Deeper: stable-prefix hashing for prompt caches.
Prompt cache lookup needs to identify whether a given prompt shares a usable prefix with a previously seen prompt. The hash is over a normalized representation of the message array up to some boundary (typically the last user message, or up to an explicit cache-control marker). The implementation has to handle whitespace normalization (so trivial reformatting doesn’t break the hit rate), serialization-order determinism (the same content in a different JSON key order has to produce the same hash), and boundary alignment (cache blocks have a fixed granularity, often 256 or 512 tokens, so the prefix has to round to a boundary). The cache key is then queried against the KV memory allocated to the target model’s fleet. Hit rates above 80% on production traffic are common when the system prompt and tool schemas are stable across requests, which is the main reason vendors push so hard on prompt structure stability.
Then: admission to the scheduler
The request is now sitting in a queue in the inference scheduler, waiting for the next batch to assemble. Three things have happened that the model has not yet seen.
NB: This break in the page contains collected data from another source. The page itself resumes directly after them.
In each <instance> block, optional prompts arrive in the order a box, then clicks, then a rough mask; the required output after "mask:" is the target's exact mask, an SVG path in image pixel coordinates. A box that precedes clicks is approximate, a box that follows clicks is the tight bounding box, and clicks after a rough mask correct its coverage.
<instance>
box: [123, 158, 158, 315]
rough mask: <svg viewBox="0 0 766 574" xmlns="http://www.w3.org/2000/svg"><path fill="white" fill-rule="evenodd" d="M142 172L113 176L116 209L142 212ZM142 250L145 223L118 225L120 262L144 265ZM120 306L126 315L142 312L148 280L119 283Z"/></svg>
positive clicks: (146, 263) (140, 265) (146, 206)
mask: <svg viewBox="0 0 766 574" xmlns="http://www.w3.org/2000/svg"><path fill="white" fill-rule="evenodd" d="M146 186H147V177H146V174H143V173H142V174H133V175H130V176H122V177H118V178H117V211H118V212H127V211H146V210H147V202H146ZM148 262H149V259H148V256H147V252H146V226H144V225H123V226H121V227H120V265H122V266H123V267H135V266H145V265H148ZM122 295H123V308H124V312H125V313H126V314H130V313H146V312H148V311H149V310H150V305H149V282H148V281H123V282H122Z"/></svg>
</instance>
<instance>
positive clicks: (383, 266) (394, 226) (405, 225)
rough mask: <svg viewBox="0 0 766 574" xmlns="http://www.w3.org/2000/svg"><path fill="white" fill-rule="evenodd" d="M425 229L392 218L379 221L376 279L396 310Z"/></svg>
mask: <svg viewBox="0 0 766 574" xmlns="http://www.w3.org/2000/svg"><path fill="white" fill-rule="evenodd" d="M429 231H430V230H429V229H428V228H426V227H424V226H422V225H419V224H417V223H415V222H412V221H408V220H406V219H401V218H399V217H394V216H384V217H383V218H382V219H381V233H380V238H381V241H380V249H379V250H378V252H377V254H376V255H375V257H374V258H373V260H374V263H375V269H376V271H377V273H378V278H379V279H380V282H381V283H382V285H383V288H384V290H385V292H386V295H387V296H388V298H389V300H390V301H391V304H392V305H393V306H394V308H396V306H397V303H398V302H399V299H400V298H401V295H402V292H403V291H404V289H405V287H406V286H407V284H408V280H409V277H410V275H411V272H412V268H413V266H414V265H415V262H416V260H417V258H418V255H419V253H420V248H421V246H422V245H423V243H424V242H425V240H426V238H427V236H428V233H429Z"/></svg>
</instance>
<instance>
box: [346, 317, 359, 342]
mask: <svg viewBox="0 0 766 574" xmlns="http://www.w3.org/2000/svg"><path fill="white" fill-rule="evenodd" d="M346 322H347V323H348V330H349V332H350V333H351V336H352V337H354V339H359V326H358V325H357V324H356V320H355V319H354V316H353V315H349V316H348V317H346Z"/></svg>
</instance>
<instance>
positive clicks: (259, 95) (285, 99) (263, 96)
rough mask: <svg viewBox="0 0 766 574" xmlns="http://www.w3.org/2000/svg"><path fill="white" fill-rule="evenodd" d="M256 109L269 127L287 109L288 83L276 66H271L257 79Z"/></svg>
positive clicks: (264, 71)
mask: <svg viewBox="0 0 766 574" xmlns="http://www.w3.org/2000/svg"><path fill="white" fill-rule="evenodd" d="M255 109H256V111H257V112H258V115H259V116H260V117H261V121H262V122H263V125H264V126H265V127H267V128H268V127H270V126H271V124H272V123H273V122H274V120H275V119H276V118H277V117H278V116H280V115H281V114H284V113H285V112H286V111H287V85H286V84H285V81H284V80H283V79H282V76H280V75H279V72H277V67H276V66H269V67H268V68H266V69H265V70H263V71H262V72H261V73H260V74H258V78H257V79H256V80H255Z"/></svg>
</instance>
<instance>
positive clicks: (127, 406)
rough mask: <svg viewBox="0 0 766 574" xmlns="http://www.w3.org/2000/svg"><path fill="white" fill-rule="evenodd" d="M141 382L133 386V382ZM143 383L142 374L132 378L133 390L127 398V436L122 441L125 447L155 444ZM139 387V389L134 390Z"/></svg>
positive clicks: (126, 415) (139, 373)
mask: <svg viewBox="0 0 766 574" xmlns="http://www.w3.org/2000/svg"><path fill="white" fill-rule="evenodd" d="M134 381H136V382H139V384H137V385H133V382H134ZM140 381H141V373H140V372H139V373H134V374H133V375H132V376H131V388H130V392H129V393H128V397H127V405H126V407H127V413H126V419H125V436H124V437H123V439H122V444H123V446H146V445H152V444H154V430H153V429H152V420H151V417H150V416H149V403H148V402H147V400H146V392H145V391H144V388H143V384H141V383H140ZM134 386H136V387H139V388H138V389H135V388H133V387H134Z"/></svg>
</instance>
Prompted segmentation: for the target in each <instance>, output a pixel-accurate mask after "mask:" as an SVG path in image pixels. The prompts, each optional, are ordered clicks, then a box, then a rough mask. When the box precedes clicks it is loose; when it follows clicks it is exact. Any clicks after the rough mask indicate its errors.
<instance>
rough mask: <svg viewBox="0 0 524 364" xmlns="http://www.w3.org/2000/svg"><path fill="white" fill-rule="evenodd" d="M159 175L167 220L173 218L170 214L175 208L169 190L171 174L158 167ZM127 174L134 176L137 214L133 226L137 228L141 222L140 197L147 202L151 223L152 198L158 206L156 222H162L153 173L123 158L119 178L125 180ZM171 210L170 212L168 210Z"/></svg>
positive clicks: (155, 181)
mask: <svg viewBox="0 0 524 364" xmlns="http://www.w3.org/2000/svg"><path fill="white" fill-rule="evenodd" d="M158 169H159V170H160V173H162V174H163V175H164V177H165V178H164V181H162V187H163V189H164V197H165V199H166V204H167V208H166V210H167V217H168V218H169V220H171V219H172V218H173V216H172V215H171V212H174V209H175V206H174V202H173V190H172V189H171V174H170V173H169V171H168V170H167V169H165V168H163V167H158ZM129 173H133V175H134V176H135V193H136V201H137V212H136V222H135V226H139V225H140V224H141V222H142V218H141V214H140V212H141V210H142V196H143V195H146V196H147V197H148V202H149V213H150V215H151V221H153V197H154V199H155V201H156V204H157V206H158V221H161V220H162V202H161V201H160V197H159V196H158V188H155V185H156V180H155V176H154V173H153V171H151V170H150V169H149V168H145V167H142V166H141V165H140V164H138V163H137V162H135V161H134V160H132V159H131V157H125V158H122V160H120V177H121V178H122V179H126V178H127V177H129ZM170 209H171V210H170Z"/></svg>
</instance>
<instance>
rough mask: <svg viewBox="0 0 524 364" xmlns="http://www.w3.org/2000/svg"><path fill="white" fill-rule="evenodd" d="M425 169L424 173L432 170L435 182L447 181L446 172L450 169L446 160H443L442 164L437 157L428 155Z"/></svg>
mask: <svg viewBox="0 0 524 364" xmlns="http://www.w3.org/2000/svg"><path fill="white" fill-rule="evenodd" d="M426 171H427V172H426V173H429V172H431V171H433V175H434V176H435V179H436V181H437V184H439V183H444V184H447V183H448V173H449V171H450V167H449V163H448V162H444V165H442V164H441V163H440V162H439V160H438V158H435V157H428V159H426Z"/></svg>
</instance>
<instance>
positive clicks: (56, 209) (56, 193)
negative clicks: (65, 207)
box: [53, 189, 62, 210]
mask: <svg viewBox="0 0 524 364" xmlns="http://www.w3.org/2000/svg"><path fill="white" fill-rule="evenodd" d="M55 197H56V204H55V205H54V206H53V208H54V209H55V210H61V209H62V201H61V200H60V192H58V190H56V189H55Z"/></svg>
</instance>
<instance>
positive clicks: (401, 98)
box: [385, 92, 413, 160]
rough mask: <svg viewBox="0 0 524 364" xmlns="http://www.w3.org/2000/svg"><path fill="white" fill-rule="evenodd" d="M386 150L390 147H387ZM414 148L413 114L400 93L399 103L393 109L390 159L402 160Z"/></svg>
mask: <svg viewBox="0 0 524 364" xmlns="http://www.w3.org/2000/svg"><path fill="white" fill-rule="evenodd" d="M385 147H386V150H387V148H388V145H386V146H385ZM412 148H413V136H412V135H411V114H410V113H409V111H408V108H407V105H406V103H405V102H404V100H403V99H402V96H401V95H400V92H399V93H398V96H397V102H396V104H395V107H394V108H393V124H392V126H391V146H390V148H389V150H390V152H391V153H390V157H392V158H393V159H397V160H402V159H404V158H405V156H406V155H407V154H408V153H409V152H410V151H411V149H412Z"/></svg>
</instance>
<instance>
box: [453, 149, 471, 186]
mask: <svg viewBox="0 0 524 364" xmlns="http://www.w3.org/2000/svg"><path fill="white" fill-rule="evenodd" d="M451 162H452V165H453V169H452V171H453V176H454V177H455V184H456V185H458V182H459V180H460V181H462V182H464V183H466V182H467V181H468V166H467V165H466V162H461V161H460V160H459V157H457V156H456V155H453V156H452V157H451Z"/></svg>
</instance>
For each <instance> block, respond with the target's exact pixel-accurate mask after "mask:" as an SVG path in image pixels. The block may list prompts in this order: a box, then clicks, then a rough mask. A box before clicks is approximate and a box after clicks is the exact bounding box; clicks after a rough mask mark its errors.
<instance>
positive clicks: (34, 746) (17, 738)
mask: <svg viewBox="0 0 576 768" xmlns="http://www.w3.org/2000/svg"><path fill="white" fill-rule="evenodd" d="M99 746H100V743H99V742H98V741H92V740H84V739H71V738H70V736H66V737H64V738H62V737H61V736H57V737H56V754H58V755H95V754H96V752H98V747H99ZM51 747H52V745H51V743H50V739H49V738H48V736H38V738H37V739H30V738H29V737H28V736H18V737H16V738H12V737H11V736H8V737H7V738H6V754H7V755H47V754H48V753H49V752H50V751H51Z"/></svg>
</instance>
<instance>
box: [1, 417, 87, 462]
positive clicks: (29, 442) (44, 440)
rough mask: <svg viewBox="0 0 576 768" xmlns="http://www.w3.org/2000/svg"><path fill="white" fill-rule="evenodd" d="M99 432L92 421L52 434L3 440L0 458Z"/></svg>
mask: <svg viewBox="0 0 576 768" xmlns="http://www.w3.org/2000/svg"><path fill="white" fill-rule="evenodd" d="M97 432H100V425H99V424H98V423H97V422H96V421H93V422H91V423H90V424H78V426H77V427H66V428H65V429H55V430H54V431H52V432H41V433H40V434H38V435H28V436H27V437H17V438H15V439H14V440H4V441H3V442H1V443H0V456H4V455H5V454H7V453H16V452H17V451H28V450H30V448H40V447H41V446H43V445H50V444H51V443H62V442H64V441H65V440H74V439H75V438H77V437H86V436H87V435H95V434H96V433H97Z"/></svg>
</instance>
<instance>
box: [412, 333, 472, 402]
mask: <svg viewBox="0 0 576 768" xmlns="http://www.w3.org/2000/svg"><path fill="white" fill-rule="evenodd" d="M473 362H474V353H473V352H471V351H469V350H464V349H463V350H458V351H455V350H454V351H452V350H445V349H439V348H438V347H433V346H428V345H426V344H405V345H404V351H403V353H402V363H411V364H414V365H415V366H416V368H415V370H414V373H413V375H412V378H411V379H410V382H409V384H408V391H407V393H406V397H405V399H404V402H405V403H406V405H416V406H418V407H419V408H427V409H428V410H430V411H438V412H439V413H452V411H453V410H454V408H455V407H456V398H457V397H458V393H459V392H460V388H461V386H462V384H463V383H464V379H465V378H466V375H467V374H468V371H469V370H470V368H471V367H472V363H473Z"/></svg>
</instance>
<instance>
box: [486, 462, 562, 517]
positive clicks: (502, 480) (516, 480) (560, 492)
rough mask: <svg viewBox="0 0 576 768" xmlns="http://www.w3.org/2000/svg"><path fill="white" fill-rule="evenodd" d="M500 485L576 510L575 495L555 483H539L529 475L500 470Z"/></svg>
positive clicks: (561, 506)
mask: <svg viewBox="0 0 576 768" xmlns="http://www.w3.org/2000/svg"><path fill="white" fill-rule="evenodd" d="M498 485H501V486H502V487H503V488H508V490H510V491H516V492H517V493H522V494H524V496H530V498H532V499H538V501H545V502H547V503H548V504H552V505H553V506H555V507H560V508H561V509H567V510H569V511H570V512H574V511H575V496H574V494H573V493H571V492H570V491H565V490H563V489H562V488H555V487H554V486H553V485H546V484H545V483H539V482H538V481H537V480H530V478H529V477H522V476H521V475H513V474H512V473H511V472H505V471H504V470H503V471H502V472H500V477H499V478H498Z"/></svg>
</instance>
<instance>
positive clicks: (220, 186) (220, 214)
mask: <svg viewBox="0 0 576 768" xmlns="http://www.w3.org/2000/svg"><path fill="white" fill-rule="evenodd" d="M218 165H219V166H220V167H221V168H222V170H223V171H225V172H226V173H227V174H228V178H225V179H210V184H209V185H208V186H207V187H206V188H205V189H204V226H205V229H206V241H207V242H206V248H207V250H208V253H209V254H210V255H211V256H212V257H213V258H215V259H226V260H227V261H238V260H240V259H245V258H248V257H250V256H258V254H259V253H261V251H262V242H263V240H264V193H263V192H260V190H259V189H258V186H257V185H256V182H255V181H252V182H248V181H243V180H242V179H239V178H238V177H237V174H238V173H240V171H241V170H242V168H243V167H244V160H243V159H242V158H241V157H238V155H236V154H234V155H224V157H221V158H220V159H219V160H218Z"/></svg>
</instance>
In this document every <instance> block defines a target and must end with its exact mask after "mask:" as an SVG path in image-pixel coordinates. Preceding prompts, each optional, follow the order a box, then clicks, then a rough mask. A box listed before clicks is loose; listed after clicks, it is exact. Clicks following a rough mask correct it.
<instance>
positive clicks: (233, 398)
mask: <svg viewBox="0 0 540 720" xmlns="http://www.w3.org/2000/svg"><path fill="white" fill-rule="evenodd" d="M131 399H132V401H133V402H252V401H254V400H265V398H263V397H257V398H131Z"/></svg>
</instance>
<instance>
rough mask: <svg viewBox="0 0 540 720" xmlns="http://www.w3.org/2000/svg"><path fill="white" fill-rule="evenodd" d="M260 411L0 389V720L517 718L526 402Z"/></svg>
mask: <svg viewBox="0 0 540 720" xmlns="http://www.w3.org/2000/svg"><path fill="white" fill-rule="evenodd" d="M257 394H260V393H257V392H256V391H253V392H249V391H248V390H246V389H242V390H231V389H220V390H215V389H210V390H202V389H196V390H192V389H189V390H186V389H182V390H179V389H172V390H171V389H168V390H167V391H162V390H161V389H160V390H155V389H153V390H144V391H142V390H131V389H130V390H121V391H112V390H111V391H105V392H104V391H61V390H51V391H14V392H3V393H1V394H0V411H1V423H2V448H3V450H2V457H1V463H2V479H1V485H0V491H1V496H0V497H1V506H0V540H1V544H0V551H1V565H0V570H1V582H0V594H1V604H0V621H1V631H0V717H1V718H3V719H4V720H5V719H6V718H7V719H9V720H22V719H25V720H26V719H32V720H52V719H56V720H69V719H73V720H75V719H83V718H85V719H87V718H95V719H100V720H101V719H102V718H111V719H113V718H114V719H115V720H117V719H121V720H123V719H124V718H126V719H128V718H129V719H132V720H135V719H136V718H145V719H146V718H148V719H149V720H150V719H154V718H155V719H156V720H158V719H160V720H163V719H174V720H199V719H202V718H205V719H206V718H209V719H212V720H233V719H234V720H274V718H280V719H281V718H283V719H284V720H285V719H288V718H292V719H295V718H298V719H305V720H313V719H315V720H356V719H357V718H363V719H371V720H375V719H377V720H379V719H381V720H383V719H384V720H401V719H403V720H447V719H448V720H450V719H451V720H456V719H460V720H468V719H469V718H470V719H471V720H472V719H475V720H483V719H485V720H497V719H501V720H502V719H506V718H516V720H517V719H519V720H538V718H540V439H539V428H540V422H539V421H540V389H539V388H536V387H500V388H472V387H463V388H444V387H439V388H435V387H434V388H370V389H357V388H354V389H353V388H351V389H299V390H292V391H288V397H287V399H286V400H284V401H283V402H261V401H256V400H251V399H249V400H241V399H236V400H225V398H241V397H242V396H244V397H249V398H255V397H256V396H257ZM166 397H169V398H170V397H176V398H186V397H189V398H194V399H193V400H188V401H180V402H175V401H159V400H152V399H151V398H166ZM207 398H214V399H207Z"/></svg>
The chat template has not been applied to the message array. The text has not been tokenized. The position IDs have not been built. The KV cache has not been allocated. The actual interior of the model has not been touched.
Phase 2 — Building the Prompt covers the templating and tokenization that happen between admission and the first GPU operation. Phase 3 — Scheduling and Prefill covers the batching, the KV cache allocation, and the first compute-bound pass through the layers.
The wrapper is universal, and it ends here.